Transport to health care center

“I’ve got a lady who comes down and every time she asks me to get her an earlier (appointment)… she comes from x [4 h away from Brisbane], so she leaves so early in the morning and she doesn’t get home until late at night”. Hospital ALO 7 [41].

Flexible cancer care and telehealth services

“ care providers in the current study recognized that flexibility in the duration, timing, location, and number of attendees of the consultations, was imperative to ensuring culturally relevant and appropriate care for Indigenous cancer patients.” [56].

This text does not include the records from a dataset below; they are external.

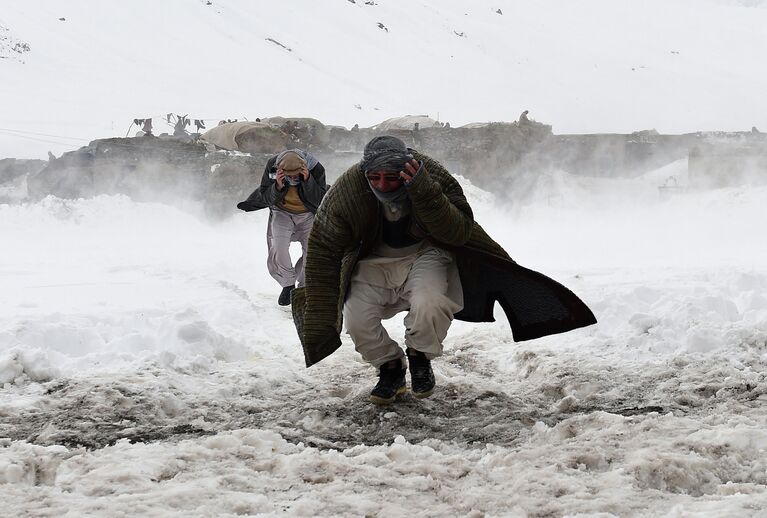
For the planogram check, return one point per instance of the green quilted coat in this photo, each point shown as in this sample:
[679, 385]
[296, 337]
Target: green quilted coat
[346, 228]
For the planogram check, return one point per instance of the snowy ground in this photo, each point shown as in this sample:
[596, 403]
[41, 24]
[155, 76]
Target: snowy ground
[147, 370]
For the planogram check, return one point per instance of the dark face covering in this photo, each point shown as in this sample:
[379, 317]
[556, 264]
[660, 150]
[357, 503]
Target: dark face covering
[293, 180]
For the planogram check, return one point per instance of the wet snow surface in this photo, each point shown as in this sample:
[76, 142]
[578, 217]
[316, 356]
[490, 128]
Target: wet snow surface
[146, 369]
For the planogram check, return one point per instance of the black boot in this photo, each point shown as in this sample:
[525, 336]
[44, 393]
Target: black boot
[391, 383]
[284, 299]
[421, 375]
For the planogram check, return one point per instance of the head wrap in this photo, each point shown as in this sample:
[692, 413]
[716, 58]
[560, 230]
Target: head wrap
[384, 153]
[290, 161]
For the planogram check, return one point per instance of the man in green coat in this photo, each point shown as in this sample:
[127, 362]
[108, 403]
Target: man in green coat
[395, 233]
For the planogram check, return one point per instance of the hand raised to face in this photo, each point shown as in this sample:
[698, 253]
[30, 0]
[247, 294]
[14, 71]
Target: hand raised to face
[280, 179]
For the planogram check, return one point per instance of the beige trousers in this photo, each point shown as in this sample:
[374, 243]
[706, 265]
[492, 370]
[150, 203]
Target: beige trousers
[424, 295]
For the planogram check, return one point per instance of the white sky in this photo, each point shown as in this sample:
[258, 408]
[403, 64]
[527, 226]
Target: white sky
[148, 323]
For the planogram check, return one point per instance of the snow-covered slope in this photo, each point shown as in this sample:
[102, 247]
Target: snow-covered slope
[147, 370]
[589, 66]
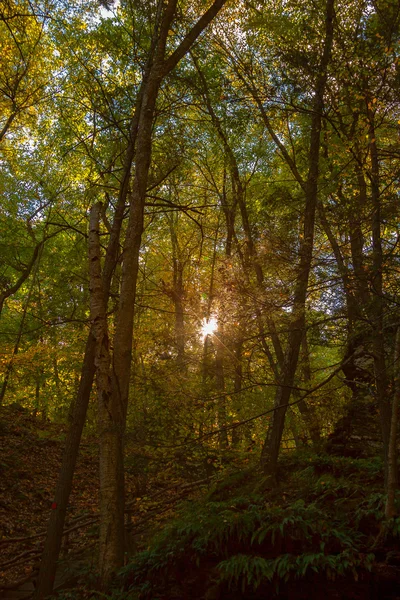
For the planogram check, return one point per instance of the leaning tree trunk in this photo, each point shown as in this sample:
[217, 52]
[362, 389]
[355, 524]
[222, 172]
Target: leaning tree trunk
[121, 362]
[377, 303]
[392, 477]
[270, 451]
[56, 521]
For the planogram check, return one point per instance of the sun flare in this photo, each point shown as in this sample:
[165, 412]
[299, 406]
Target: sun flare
[209, 326]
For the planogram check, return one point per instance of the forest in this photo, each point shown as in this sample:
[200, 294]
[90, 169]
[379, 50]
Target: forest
[199, 299]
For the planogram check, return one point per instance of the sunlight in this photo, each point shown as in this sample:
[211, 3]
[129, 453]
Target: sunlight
[209, 326]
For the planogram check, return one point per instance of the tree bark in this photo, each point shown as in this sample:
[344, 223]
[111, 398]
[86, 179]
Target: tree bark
[392, 476]
[270, 451]
[55, 526]
[159, 68]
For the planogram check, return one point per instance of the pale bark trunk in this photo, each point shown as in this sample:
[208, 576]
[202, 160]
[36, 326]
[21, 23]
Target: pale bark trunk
[55, 526]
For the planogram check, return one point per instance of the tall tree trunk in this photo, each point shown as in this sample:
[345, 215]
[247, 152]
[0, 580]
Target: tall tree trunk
[121, 362]
[220, 388]
[392, 476]
[270, 451]
[55, 526]
[377, 303]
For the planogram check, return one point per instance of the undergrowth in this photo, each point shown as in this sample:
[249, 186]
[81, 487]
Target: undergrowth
[245, 535]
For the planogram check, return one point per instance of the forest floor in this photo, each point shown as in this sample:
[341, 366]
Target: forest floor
[30, 459]
[209, 544]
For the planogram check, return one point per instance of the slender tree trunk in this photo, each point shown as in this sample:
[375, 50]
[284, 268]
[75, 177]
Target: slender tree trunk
[220, 388]
[78, 412]
[376, 307]
[392, 477]
[121, 361]
[270, 451]
[306, 410]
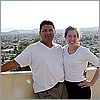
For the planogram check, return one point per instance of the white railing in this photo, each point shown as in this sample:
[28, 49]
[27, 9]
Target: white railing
[18, 85]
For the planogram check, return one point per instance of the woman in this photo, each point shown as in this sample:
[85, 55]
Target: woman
[76, 58]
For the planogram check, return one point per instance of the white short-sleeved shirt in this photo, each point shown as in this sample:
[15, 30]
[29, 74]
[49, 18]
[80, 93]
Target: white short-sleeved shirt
[76, 63]
[46, 64]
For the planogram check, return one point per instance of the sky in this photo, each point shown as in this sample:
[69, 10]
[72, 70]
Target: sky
[29, 14]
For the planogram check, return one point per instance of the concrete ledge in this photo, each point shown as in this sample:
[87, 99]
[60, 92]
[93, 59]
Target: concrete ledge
[18, 85]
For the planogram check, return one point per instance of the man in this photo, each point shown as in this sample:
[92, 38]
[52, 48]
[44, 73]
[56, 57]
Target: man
[46, 62]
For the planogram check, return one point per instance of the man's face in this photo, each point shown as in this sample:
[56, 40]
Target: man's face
[47, 33]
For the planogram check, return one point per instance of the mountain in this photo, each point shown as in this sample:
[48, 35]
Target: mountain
[34, 31]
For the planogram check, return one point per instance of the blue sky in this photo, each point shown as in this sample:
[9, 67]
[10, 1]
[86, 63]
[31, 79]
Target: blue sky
[29, 14]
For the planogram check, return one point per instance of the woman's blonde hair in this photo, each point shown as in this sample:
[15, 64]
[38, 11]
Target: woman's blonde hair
[79, 34]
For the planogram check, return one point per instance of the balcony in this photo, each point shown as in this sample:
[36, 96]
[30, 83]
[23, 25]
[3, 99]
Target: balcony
[18, 85]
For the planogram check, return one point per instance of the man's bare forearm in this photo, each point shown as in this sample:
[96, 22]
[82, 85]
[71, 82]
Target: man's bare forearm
[9, 66]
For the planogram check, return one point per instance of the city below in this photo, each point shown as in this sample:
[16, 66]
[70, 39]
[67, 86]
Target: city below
[16, 40]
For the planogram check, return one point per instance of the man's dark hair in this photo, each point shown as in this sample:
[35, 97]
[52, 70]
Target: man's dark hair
[46, 22]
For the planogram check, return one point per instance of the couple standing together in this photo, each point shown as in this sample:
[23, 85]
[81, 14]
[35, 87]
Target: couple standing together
[57, 71]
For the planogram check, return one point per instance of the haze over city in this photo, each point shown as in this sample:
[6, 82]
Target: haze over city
[29, 14]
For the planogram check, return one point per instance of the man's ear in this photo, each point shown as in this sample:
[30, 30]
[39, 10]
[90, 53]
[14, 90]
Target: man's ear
[39, 32]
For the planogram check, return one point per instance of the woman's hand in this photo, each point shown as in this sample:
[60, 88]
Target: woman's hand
[85, 83]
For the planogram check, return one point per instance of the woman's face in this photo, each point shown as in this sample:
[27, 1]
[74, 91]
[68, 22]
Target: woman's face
[72, 37]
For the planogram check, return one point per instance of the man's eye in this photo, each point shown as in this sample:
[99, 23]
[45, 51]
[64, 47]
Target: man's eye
[44, 30]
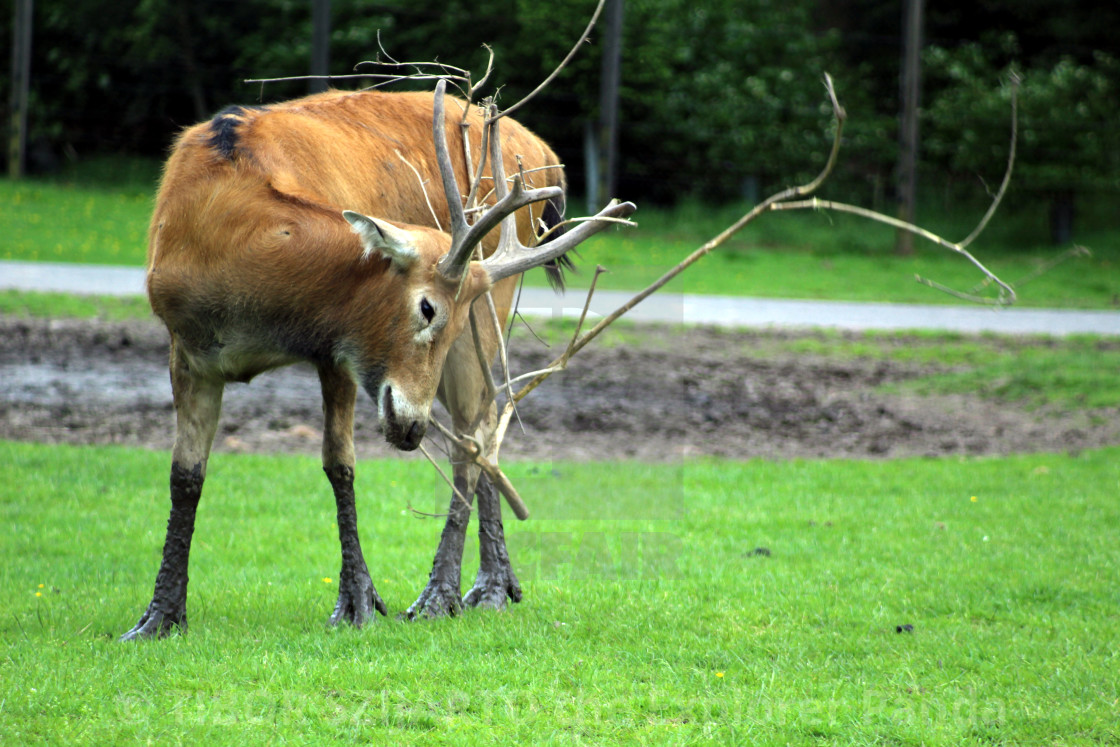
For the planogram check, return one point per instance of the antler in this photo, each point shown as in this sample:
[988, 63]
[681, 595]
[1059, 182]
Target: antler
[512, 258]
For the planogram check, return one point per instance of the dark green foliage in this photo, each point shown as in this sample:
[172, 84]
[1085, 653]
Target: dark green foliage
[720, 99]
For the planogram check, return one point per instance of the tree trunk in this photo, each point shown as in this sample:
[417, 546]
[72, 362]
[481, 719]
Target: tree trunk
[1062, 212]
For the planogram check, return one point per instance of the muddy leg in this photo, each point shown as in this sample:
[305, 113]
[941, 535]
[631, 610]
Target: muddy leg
[495, 582]
[356, 596]
[442, 596]
[197, 405]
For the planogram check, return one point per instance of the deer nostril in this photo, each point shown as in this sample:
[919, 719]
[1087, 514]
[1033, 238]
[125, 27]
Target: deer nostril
[416, 433]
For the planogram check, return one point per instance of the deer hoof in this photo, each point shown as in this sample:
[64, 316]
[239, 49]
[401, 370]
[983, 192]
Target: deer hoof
[494, 590]
[356, 603]
[438, 599]
[156, 624]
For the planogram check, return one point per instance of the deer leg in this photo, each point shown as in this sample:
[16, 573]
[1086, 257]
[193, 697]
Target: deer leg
[495, 584]
[442, 594]
[197, 405]
[357, 599]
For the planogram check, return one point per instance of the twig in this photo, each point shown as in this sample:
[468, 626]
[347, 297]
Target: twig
[444, 475]
[582, 39]
[1010, 165]
[929, 235]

Difficulty in access, continuation, and coordination of health care services

“I have a lot of women calling me because they don’t know what services they can claim. They don’t know that they can get a bed at home or have a nurse come and change their dressing. Most of the time I tell them who to ring up and help them with the paperwork.” (Participant 5) [20].

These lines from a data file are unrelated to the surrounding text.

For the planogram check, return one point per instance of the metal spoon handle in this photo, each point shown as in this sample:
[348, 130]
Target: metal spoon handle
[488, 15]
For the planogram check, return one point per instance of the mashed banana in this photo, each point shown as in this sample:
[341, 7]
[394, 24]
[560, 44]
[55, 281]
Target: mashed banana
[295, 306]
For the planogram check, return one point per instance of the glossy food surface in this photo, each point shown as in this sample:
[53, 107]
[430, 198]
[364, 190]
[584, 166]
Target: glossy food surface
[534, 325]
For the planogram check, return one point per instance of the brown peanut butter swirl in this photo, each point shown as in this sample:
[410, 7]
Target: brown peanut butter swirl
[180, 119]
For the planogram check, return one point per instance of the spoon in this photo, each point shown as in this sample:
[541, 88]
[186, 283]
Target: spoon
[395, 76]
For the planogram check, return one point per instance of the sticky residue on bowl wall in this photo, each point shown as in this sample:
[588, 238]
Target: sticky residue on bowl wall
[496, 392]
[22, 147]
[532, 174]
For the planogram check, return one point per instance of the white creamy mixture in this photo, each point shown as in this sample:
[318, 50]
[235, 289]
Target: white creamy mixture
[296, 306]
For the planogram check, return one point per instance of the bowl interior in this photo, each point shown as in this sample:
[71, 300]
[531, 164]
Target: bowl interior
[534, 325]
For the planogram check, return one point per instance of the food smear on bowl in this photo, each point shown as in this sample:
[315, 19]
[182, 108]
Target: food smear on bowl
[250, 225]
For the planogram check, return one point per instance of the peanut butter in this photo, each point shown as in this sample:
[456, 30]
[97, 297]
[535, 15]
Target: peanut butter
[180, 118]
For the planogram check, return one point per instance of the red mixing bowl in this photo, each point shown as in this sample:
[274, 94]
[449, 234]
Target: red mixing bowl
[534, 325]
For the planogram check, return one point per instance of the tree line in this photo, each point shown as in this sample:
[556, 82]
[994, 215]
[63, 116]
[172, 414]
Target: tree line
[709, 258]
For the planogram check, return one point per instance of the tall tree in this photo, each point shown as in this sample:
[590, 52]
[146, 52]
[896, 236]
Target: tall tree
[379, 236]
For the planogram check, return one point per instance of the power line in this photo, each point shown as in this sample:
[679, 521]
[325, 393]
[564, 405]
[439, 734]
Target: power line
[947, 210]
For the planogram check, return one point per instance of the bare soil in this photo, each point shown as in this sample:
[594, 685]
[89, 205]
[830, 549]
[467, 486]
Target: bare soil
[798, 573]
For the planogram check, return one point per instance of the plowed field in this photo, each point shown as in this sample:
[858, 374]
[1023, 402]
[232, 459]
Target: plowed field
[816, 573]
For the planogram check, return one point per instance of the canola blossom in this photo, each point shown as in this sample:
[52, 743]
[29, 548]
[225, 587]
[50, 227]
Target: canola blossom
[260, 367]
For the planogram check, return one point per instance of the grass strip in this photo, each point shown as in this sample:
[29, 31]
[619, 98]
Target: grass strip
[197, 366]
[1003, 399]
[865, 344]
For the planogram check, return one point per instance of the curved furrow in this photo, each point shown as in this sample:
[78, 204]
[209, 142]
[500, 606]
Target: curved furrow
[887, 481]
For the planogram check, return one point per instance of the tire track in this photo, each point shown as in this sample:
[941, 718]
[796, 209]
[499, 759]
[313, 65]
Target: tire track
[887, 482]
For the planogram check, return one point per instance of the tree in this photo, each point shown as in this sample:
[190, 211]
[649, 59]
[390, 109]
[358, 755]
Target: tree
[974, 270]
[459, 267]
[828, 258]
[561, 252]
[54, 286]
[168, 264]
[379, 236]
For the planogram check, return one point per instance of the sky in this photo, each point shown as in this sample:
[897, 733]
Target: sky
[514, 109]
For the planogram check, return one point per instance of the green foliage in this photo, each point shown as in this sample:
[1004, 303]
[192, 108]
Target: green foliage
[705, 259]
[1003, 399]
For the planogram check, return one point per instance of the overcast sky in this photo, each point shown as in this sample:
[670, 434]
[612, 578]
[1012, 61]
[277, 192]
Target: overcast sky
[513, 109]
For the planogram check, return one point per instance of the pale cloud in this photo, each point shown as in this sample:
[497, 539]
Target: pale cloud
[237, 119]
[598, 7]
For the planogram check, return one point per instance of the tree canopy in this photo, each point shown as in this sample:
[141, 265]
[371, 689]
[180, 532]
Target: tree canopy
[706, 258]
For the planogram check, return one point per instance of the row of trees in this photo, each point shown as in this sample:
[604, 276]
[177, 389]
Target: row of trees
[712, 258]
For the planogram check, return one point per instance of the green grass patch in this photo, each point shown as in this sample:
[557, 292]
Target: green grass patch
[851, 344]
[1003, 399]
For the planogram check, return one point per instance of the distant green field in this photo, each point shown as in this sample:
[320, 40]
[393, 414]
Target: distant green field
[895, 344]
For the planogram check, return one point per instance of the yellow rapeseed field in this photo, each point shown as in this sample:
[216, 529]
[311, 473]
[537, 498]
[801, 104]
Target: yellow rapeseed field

Cancer education and awareness

Misconception and myths

“[t]o my experience I – like I learn a lot of people, Aboriginal people, like believe in Aboriginal culture so … Yeah, like a curse, and I think beliefs come from old days. Cultural side … strong belief in spirits and I guess black magic or whatever you want to call it..” [24].

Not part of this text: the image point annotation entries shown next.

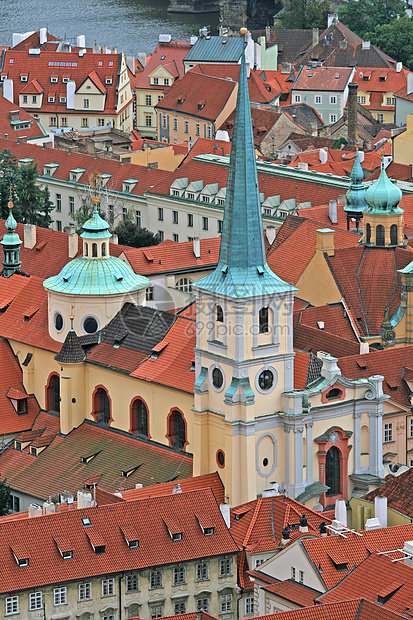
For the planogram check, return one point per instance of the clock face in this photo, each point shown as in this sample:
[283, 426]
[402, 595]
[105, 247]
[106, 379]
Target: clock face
[333, 437]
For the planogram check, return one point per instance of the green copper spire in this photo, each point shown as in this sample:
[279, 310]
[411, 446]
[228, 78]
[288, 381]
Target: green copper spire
[242, 269]
[11, 245]
[383, 196]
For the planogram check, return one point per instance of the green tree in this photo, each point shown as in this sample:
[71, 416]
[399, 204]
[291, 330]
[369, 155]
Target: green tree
[5, 498]
[130, 234]
[362, 16]
[32, 204]
[305, 14]
[395, 39]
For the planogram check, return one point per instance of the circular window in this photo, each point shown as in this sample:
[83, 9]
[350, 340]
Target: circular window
[90, 324]
[266, 380]
[221, 458]
[58, 321]
[217, 378]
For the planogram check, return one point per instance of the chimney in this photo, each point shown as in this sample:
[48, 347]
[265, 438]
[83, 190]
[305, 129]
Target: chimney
[35, 510]
[336, 527]
[303, 524]
[270, 234]
[352, 113]
[409, 83]
[372, 524]
[325, 241]
[43, 35]
[332, 211]
[329, 369]
[197, 247]
[285, 68]
[29, 236]
[272, 490]
[408, 549]
[285, 536]
[8, 90]
[340, 511]
[364, 348]
[380, 509]
[225, 511]
[73, 242]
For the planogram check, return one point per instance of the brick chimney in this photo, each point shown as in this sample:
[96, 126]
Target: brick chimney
[352, 113]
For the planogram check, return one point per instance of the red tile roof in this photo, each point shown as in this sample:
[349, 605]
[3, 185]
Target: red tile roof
[380, 580]
[156, 547]
[11, 386]
[397, 489]
[198, 95]
[60, 467]
[353, 549]
[297, 593]
[391, 363]
[212, 481]
[41, 67]
[358, 609]
[169, 55]
[257, 525]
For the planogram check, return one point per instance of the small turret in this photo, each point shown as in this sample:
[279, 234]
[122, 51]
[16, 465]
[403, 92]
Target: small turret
[11, 245]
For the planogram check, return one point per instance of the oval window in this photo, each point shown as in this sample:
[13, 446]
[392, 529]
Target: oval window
[266, 380]
[58, 322]
[90, 325]
[217, 378]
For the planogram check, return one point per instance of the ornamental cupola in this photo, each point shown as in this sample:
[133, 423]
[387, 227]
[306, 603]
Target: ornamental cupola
[11, 245]
[92, 287]
[383, 218]
[355, 197]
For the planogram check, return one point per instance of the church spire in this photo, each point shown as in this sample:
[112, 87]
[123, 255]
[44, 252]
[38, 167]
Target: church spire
[11, 245]
[242, 269]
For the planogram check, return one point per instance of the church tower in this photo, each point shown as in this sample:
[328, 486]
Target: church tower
[244, 349]
[11, 246]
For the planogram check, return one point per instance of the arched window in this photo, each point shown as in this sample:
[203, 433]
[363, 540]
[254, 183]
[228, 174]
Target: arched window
[177, 430]
[101, 406]
[380, 235]
[139, 418]
[184, 285]
[333, 471]
[393, 234]
[264, 324]
[53, 394]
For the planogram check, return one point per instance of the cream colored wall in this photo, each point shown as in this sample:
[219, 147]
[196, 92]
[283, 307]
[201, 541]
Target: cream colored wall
[316, 284]
[164, 157]
[144, 597]
[403, 144]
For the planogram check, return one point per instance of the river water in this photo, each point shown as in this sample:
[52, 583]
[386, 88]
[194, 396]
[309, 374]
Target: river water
[131, 25]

Aboriginal understanding of cancer

“I think still a small proportion that believes that cancer can be like a punishment of… the things that you have done in the past and that’s why you have to suffer past things in life. Like a karma type thing.” (R2) [21].

Limited cancer knowledge

“... with the remote Aboriginals in the community... they go home and take this medication and they haven’t got a clue what they are taking or what it is for or anything. If you don’t understand why you have to do something, sometimes you don’t do it.” — Rural female family member [32].

Lack of appropriate data

Lack of Aboriginal and Torres Strait Islander status recording

“It was proposed that perhaps Aboriginal patients are attending but that these attendances are not reflected in the statistics. This may be because patients are not identifying as Aboriginal or because their status is not being recorded due to inadequate processes.” [22].

Inadequate Aboriginal and Torres Strait Islander specific cancer data

“The NT Indigenous incidence rates reported here under-estimate actual cancer incidence by approximately 15–20%, because of a small degree of under-ascertainment of cases and misclassification of Indigenous status in the NTCR.” [60].